Given how this finale plays out – if you can call this cobbled together story of how Rick and company wandered into the perfect location in the woods where a bunch of whistlers were waiting – it’s clear The Walking Dead‘s allegiance to this idea is stronger than ever. Season six has felt like a show at war with itself, the isolated, character-focused episodes struggling to crawl through all the narrative bullsh*t this season has offered, at times trying to be something more than a plot machine that occasionally chews up main characters for the sake of dramatics. Nope: “Last Day on Earth” abandons any sense of depth or sense of existence before the final scene, a continuous, repetitive, snail-paced crescendo that results in Morgan shooting a guy, and Negan smiling a lot (hey, Jeffrey Dean Morgan’s a pretty good actor! The Governor 2.0!) and repeatedly talking around the same point about having to kill someone.

Even the episode’s climatic scene – which ultimately, is just the show pulling the rug out from under the audience – can’t get to the damn point: after a season of episodes that felt like they were stretching three hours of ideas across fifteen, “Last Day” doesn’t even accelerate its pace when building to Glen’s Dumpster Dive 2.0: two-thirds of this episode is spent with Rick and his team trying to maintain the RV’s resale value while crawling away from roadblocks, a series of deteriorating circumstances that undercuts the supposed intelligence of all its characters, just to align them for this showy moment, a climatic scene the show can’t even deliver sufficiently as a climax.

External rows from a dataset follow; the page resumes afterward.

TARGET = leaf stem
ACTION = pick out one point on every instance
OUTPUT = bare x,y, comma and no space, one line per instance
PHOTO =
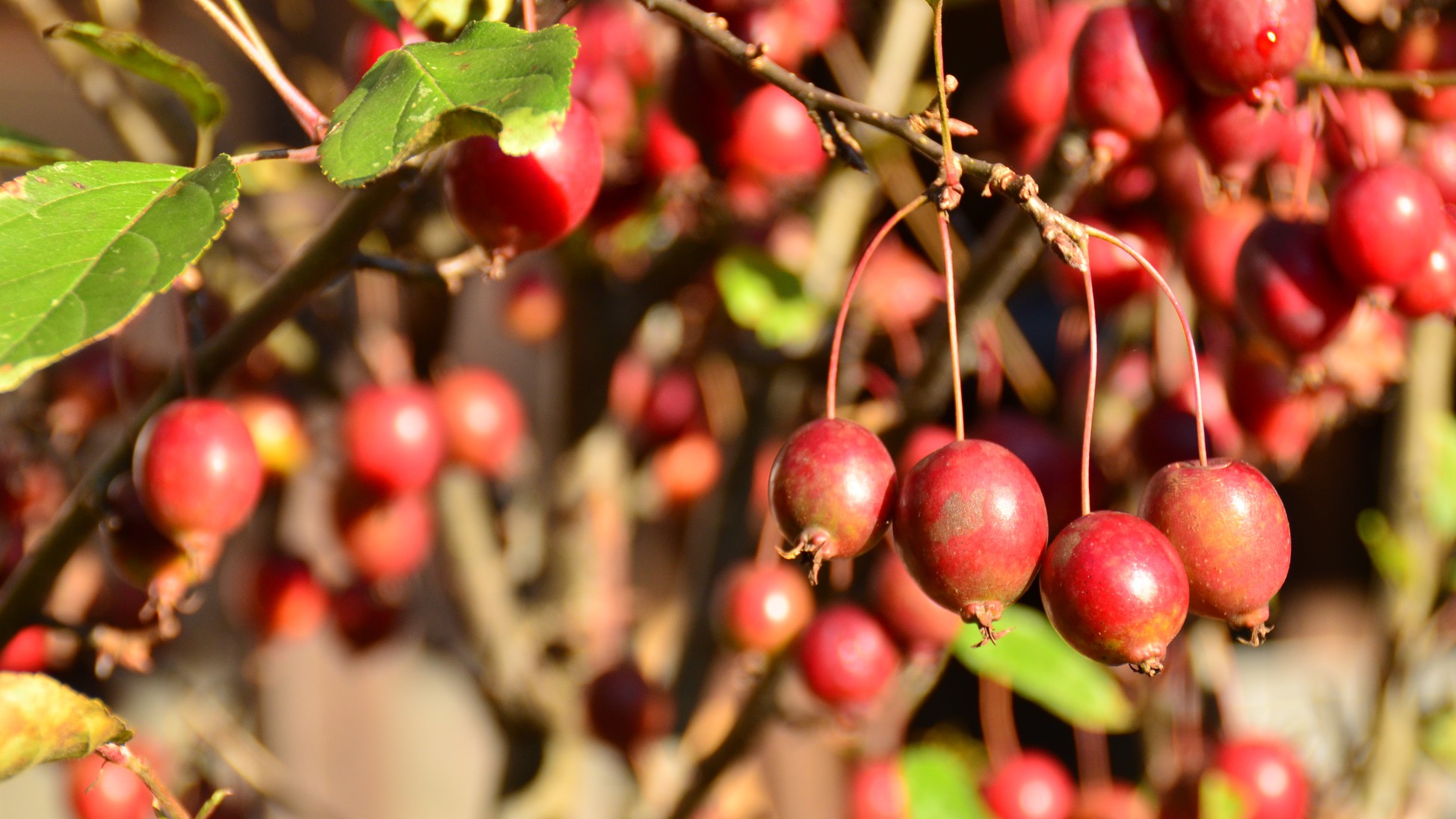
832,389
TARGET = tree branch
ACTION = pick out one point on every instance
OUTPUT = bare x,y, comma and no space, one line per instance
331,250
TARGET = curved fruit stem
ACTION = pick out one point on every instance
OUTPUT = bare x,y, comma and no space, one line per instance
832,389
1182,321
950,322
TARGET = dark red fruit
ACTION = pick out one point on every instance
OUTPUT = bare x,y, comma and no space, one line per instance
1238,47
846,656
878,791
1124,76
197,470
972,527
101,791
1288,288
763,607
510,204
1267,774
289,602
1210,249
1231,530
386,537
775,138
1031,785
832,491
626,710
393,436
1383,224
1116,590
484,419
921,623
25,652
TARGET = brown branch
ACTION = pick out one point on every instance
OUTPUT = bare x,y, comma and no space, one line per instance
330,252
1064,235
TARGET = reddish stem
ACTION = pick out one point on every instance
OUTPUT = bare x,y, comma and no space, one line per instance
950,321
1182,321
849,296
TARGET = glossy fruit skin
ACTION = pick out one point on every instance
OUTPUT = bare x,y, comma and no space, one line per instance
393,436
878,791
763,607
972,527
832,491
197,469
1267,774
918,622
1383,224
774,138
1031,785
386,537
1124,76
514,204
1288,287
25,652
99,791
1116,591
846,656
1236,47
484,419
1231,530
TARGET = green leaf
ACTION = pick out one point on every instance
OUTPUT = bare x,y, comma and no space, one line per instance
940,785
27,152
204,101
1038,665
43,720
86,245
496,79
1219,797
763,297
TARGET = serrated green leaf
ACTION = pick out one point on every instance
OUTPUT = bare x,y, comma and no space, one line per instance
940,785
204,101
43,720
86,245
24,150
1034,662
494,79
1219,797
763,297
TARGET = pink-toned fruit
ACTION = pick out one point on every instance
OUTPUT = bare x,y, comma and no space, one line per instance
1124,75
386,537
1031,785
878,791
846,656
972,525
832,491
1231,530
393,436
25,652
775,138
1288,288
1116,591
626,710
1383,224
484,419
197,470
763,607
1267,774
289,602
277,431
511,204
1241,47
688,469
921,623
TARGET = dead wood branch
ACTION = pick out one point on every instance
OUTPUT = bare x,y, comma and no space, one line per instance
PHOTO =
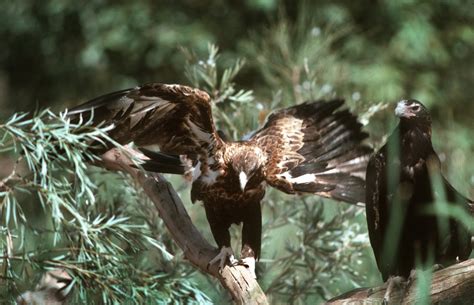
453,285
237,280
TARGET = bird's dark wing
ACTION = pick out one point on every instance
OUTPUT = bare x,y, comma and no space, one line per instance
376,204
176,118
315,149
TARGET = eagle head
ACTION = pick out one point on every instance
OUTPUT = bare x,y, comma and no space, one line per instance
412,110
246,164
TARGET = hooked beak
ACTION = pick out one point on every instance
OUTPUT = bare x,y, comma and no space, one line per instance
402,110
243,180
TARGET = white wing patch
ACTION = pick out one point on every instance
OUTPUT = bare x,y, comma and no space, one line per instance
201,134
306,178
211,176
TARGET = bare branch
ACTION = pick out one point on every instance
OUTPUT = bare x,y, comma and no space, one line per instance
452,285
237,279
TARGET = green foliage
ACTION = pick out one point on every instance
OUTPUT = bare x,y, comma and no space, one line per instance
58,212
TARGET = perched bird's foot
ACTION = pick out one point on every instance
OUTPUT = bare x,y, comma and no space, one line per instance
411,278
437,267
249,263
221,258
392,283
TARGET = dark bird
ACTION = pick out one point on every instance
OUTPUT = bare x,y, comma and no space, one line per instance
400,194
311,148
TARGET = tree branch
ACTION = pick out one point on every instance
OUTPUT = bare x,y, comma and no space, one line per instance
236,279
452,285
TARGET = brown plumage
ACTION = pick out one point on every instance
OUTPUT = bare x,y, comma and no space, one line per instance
399,182
312,148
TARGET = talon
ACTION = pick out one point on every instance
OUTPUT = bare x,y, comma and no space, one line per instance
249,263
392,282
221,258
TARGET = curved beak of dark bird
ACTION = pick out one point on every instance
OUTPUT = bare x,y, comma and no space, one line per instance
403,109
243,179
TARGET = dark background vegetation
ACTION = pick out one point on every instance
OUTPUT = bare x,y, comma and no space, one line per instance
373,53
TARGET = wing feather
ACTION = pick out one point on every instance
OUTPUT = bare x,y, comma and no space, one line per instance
176,118
314,148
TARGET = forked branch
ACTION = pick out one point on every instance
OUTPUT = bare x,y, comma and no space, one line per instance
237,279
452,285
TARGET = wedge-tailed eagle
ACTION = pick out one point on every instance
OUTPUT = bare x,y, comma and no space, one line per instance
404,227
313,148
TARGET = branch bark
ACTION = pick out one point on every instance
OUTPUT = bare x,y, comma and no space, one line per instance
452,285
237,280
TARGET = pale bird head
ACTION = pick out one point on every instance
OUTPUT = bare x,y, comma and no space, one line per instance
412,110
246,164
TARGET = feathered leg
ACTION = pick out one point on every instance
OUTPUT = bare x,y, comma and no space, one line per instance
220,231
251,236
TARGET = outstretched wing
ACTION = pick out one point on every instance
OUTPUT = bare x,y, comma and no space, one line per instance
176,118
315,149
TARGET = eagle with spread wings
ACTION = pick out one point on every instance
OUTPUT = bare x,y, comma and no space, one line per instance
313,148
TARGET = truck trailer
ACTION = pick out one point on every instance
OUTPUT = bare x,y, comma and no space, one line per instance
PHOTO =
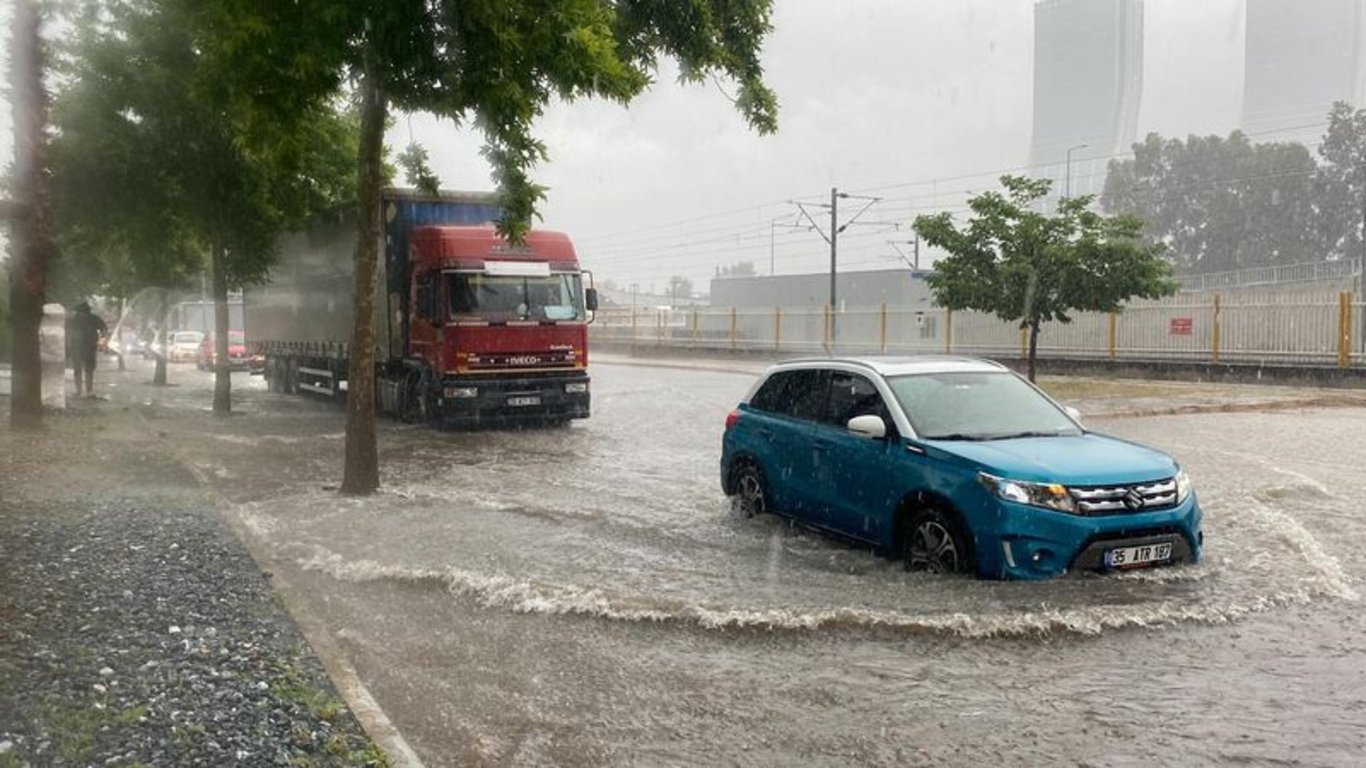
470,330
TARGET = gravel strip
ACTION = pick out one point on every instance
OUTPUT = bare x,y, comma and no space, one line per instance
134,627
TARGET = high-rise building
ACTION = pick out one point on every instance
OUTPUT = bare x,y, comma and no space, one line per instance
1301,56
1088,82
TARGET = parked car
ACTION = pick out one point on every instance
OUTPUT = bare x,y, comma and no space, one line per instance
954,465
238,358
183,346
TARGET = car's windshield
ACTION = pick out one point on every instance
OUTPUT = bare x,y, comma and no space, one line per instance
978,406
514,297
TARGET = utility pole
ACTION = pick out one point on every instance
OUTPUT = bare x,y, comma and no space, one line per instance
835,228
835,237
1067,181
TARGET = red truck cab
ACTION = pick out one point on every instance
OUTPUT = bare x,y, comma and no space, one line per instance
495,332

For the next six months, rampant speculation about who died will infect the internet: and isn’t that the only point of this episode? For a show that remains the most popular dramatic series on television (by a long shot), the show’s paranoia of its own popularity is kind of fascinating, and wildly apparent given how this final episode plays out. The introduction of Negan’s brutal, unhinged philosophies may be an intriguing introduction: but when The Walking Dead takes his power and turns it into a cliffhanger, it only reveals just how badly it wants to remain relevant. In doing so, however, The Walking Dead only revealed how truly empty of spectacle it is, a show that doesn’t even respect its viewers – or more importantly, itself – enough to deliver them the powerful, shocking climax they’ve so patiently waited for, forcing its way into the pop culture conversation with silly cliffhanger, instead of relying on its tangible creative merits to create a devastating, meaningful, and satisfying finale. Instead, we get the march to nothingness that is “Last Day on Earth”, as unsatisfying and brazenly manipulative a finale as you’ll watch on television this year.